Some of you may wonder why I have added this section here. After all, databases are considered to be a completely different branch in the IT environment. There are databases and applications on one side and the network and infrastructure on the other side. It is correct since we are not supposed to debug databases; there are DBAs for this. But through the information that runs over the network, we can see some issues that can help the DBAs with solving the problem.
In most cases, the IT staff will come to us first because people blame the network for everything. We will have to make sure that the problems are not coming from the network and that's it. In a minority of the cases, we will see some details on the capture file that can help the DBAs with what they are doing.
When the IT team come to us complaining about the "slow network", there are some things to do just to verify that it is not the case. Follow the instructions in the following section to make sure we avoid the "slow network" issue.
In the case of database problems, follow these steps:
- When you get complaints about the "slow network responses" start asking these questions:
- Is the problem local or global? Does it occur only in the remote offices, or also in the center? When the problem occurs in the entire network, it is not a WAN bandwidth issue.

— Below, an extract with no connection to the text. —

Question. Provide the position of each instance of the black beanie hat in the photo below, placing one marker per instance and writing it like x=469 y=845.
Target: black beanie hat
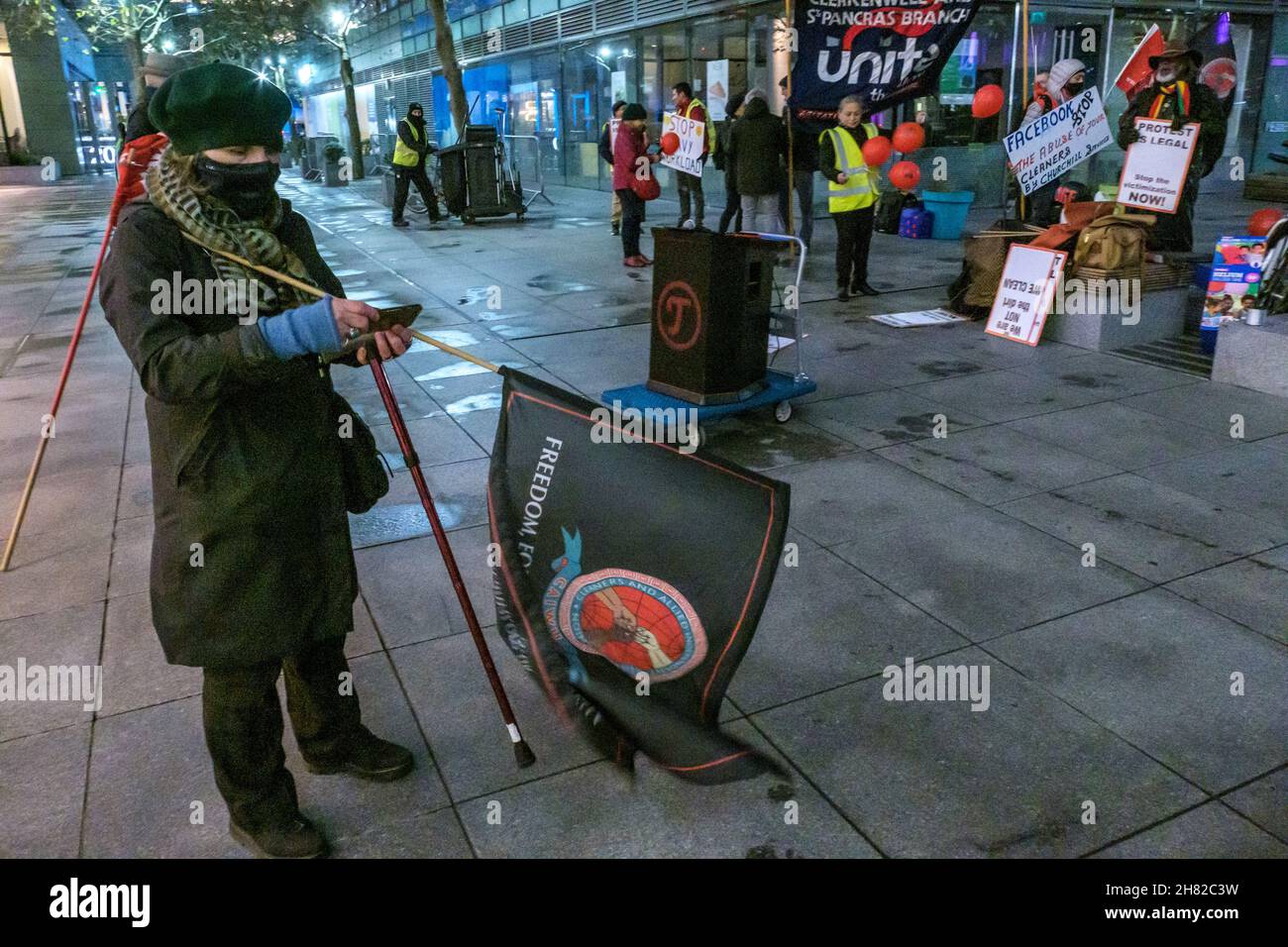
x=219 y=106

- Does it happen the same for all clients? If not, there might be a specific problem that happens only with some users because only these users are running a specific application that causes the problem.
- Is the communication line between the clients and the server loaded? What is the application that loads them?

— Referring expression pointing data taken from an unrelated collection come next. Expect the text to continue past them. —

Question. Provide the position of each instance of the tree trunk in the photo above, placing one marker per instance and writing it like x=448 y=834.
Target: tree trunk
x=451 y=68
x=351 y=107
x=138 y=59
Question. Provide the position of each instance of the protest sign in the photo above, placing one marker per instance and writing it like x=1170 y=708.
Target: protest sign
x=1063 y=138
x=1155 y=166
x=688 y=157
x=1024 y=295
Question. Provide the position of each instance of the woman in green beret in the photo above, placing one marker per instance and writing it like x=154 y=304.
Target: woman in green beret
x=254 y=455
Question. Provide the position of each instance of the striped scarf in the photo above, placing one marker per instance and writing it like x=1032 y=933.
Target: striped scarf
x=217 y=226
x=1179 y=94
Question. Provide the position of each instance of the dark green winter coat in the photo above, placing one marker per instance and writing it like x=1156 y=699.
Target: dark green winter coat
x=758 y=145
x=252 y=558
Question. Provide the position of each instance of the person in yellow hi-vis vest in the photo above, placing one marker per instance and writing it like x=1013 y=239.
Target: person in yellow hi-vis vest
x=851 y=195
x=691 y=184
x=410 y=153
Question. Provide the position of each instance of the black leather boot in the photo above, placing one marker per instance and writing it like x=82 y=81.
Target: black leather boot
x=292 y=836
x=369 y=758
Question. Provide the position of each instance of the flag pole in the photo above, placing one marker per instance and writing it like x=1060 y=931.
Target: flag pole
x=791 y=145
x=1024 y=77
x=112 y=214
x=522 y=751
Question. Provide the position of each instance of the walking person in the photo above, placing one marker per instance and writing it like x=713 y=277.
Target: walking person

- Do all applications work slowly, or is it only the application that works with the specific database? Maybe some PCs are old and tired, or is it a server that runs out of resources?
- When we are done with the questionnaire, let's start our work:
- Open Wireshark and start capturing packets. You can configure port mirror to a specific PC, to the server, to a VLAN, or to a router that connects to a remote office in which you have the clients.

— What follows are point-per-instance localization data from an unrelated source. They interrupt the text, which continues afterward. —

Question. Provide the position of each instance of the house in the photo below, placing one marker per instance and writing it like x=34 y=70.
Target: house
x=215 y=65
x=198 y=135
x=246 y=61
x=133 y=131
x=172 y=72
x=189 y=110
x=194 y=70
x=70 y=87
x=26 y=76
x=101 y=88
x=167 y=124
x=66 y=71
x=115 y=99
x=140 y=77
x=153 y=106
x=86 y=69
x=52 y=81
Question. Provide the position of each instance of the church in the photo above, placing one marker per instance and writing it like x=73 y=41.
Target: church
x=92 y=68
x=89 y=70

- Look at TCP events (expert info). Do they happen on the entire communication link, on specific IP address/addresses, or on specific TCP port number/numbers? This will help you isolate the problem and verify whether it is on a specific link, server, or application.
Tip
When measuring traffic on a connection to the Internet, you will get many retransmissions and duplicate ACKs to websites, mail servers, and so on. This is the Internet. In an organization, you should expect 0.1 to 0.5 percent retransmissions. When connecting to the Internet, you can expect much higher numbers.
- If you see problems in the network, solve them as we learned in previous chapters. But, there are some network issues that can influence database behavior. In the following example, we see the behavior of a client that works with the server over a communication line with a roundtrip delay of 35 to 40 ms.
- We are looking at the TCP stream number 8 (1), and the connection started with TCP SYN/SYN-ACK/ACK. I've set this as a reference (2). We can see that the entire connection took 371 packets (3).
- The connection continues, and we see time intervals of around 35 ms between DB requests and responses.
- Since we have 371 packets travelling back and forth, 371*35 ms gives us around 13 seconds. Add to this some retransmissions that might happen and some inefficiencies, and this leads to a user waiting for 10 to 15 seconds and more for a database query.
- In this case, you should consult with the DBA on how to significantly reduce the number of packets that run over the network; or you can move to another way of access, for example, terminal server or web access.
- We are looking at the TCP stream number 8 (1), and the connection started with TCP SYN/SYN-ACK/ACK. I've set this as a reference (2). We can see that the entire connection took 371 packets (3).
- Another problem that can happen is that you will have a software issue that will reflect in the capture file. If you have a look at the following screenshot, you will see that there are five retransmissions (1), and then a new connection is opened from the client side (3). It looks like a TCP problem but it occurs only in a specific window in the software. It is simply a software procedure that stopped processing, and this stopped the TCP from responding to the client (2).
Well, how databases work was always a miracle to me. Our task is to find how they influence the network, and this is what we've learned in this section.
When you right-click on one of the packets in the database client to the server session, a window with the conversation will open. It can be helpful to the DBA to see what is running over the network.
When you are facing delay problems, for example, when working over cellular lines over the Internet or over international connections, the database client to the server will not always be efficient enough. You might need to move to web or terminal access to the database.
An important issue is how the database works. If the client is accessing the database server, and the database server is using files shared from another server, it can be that the client-server works great; but the problems come from the database server to the shared files on the file server. Make sure you that know all these dependencies before starting with your tests.
And most importantly, make sure you have very professional DBAs in your friends. One day you will need them.